We went to a parade on Saturday morning, for military veterans, which would draw him like a wise man to Bethlehem. We walked from our home on Redberry Farm through the neighborhood of Woodland Heights into Cascade park. I had him on my mind, and I would name him here, but I fear I have no right to do so– the boy that would sleep in the woods, and the man on the go loping across Tallahassee knapsack unraveling, weighing down like a sack of wet cotton. From the park we climbed the bank of the highway onto the shoulder then the sidewalk, police officers already stationed to block the traffic below the Capitol. Just the other side of the road is the hotel where he used to sleep– not in it, but behind it by the retention pond where the big red buses idle in the night. That’s where he was staying right before I started solving problems he didn’t have, me the one unable to bear him being homeless, which he told me time and again was a bargain price to pay for intellectual freedom and a currency of time and self-determination I could never understand.

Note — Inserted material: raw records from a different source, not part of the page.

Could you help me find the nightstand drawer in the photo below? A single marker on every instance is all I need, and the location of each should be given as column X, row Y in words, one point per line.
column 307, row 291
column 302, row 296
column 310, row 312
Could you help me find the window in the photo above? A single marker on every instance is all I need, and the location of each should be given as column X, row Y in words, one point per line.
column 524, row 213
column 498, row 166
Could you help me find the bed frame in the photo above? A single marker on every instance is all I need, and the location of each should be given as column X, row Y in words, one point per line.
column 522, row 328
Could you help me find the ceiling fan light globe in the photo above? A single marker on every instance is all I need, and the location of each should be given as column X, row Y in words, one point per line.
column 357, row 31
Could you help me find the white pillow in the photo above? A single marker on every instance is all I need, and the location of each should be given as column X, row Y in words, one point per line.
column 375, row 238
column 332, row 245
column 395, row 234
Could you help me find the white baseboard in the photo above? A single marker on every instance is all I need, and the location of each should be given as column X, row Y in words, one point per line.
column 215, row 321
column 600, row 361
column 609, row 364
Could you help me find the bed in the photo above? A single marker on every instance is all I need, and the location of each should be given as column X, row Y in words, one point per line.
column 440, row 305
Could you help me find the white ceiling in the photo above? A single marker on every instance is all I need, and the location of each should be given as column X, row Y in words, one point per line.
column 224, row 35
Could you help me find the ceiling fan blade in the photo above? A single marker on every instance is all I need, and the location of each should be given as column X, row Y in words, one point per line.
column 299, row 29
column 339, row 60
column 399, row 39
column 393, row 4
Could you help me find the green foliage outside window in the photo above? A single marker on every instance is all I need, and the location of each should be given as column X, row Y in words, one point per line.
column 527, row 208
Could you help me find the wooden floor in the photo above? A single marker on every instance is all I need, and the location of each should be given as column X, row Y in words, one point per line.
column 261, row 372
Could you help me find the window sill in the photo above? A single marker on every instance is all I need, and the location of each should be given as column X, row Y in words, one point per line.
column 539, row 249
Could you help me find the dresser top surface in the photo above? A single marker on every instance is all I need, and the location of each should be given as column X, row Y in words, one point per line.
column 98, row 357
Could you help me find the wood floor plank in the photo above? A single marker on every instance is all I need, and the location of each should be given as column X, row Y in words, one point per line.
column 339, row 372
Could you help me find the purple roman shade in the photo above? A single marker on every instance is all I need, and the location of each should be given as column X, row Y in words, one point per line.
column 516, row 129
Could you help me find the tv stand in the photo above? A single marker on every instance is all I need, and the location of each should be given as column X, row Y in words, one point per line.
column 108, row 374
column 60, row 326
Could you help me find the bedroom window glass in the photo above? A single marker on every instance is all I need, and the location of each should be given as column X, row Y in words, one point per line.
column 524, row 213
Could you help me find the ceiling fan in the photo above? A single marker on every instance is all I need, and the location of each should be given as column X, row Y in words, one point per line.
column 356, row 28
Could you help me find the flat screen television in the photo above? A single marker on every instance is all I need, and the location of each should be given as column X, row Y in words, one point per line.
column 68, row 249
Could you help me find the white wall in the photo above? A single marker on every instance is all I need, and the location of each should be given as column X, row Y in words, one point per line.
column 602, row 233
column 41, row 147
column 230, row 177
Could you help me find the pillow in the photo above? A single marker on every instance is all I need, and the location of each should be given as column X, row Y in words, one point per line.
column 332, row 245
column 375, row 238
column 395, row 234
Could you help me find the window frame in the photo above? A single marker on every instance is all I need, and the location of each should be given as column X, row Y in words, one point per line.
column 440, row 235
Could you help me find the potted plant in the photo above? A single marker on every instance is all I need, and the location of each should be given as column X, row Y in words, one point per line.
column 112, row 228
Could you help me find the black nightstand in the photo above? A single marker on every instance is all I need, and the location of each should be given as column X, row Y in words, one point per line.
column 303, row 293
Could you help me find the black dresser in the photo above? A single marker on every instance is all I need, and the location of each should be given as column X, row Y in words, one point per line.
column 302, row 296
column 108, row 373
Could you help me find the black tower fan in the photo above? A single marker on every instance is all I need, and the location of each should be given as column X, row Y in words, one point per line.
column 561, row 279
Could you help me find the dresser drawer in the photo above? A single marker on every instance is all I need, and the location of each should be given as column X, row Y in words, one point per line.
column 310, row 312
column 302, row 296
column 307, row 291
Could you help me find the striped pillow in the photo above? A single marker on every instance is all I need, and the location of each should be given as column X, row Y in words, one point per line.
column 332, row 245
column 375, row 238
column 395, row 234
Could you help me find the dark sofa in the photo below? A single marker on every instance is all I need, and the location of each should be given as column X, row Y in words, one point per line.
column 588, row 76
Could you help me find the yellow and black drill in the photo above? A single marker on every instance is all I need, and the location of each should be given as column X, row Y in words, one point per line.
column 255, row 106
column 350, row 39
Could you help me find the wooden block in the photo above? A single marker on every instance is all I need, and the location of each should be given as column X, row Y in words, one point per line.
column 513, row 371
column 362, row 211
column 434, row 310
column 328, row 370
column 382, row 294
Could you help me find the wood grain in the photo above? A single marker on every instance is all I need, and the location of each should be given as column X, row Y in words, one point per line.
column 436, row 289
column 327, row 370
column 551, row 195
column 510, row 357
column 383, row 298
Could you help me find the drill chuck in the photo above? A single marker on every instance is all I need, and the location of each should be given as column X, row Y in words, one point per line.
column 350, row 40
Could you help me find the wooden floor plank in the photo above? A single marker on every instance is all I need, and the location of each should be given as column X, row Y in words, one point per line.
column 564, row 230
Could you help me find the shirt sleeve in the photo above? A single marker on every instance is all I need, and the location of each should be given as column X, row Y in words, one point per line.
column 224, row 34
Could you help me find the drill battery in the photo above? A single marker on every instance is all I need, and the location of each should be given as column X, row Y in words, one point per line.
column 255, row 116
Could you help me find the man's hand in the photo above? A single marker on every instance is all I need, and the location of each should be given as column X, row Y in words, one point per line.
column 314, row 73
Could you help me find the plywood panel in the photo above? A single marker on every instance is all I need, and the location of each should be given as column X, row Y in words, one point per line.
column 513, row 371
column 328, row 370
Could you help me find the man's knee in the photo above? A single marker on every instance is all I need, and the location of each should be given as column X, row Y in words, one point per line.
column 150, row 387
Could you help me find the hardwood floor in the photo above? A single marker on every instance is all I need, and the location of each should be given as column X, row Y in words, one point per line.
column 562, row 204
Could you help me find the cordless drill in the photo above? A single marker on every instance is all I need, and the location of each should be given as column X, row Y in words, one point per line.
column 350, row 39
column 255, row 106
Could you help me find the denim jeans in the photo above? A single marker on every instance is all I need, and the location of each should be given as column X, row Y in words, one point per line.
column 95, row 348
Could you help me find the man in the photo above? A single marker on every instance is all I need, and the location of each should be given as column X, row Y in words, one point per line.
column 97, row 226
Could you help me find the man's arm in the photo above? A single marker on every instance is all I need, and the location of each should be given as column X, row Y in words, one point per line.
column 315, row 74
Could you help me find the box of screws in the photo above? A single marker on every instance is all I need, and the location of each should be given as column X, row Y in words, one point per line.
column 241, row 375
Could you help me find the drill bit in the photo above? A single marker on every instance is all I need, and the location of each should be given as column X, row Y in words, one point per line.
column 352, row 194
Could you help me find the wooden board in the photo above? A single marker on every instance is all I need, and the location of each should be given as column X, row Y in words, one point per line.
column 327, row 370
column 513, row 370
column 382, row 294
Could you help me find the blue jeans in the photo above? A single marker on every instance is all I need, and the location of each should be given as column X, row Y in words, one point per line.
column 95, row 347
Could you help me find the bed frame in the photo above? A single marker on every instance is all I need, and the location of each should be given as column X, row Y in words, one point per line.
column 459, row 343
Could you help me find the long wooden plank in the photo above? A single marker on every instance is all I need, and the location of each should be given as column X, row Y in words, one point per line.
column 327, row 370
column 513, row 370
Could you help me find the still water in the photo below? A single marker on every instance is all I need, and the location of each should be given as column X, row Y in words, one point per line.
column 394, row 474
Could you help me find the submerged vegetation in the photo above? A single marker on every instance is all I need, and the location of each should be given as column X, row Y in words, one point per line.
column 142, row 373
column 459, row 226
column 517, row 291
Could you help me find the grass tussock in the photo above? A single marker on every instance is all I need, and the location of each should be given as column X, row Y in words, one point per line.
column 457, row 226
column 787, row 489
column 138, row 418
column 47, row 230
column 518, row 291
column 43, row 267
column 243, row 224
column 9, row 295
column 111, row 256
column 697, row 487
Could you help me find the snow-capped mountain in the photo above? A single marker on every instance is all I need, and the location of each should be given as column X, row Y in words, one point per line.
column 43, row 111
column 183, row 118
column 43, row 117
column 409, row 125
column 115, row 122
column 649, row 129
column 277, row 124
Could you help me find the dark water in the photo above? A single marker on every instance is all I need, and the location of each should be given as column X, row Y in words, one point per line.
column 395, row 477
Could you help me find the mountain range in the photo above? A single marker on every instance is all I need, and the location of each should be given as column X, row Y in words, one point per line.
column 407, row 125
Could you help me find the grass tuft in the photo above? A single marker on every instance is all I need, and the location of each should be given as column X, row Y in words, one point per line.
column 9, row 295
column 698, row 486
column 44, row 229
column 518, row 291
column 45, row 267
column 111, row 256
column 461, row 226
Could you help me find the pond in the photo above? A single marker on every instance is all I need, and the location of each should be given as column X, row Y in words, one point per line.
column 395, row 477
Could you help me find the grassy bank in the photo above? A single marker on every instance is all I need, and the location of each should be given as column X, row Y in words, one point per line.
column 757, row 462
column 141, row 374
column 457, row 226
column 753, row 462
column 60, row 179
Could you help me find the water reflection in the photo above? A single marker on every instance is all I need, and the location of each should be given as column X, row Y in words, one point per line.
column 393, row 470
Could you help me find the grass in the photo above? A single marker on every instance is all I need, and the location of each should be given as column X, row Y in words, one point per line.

We set up on the corner, sunshine dripping on this caramel apple of a day, citizens lining themselves along the route with folding chairs, cotton candy, and strollers. A woman selling boiled peanuts and water from a cooler in a wagon caught my attention and I swear I saw him slip behind her. Cold needles ran down my arms and legs, sweat beading on my scalp, knowing it could actually be him, as this whole long year I’ve yet to find the evidence he died. It could also be his ghost, which will surely haunt me to my own deathbed, and if I see anyone waiting across the gauzy haze it will likely be him.
I follow him with my eyes until I see in profile it is not him at all, but one certainly of his kind– sliding through the crowded downtown absorbing all around him with a curious bespectacled eye. He loved Tallahassee, or he loves Tallahassee, and Tallahassee loved and loves him too. When I learned of his death, rumored to have occurred on a bridge in Mobile, AL I searched all combinations of “bridge” “John Doe” “Black Male” “Suicide” and I still do, and still I find nothing. The trail cools quick and we must accept it.
When someone precious is lost, and we all of us are precious, I swear to my own heart I will build a towering monument of fire to the heavens in their honor, commit countless acts of noble grace in their name, devote my dwindling days to guaranteeing they will not be forgotten– then,the dream deferred, explodes; and the falling ash frosts my lashes as guilt and regret, because the thing you want to do can’t be done. There is not enough time. Not enough me. The person is actually, and matter-of-factly, gone.
Others out there remember too, but there is no social club for mourning, no projections of the deceased’s face on the clouds across the sky, no tattoo or car window decal in memoriam. Somewhere around town there must be others who still see him too? Head down in a pained posture as he perseverates on the collapse of our civic institutions, striding like a knight through Frenchtown towards the library and anywhere else a prince remains welcome in his kingdom that forgot him.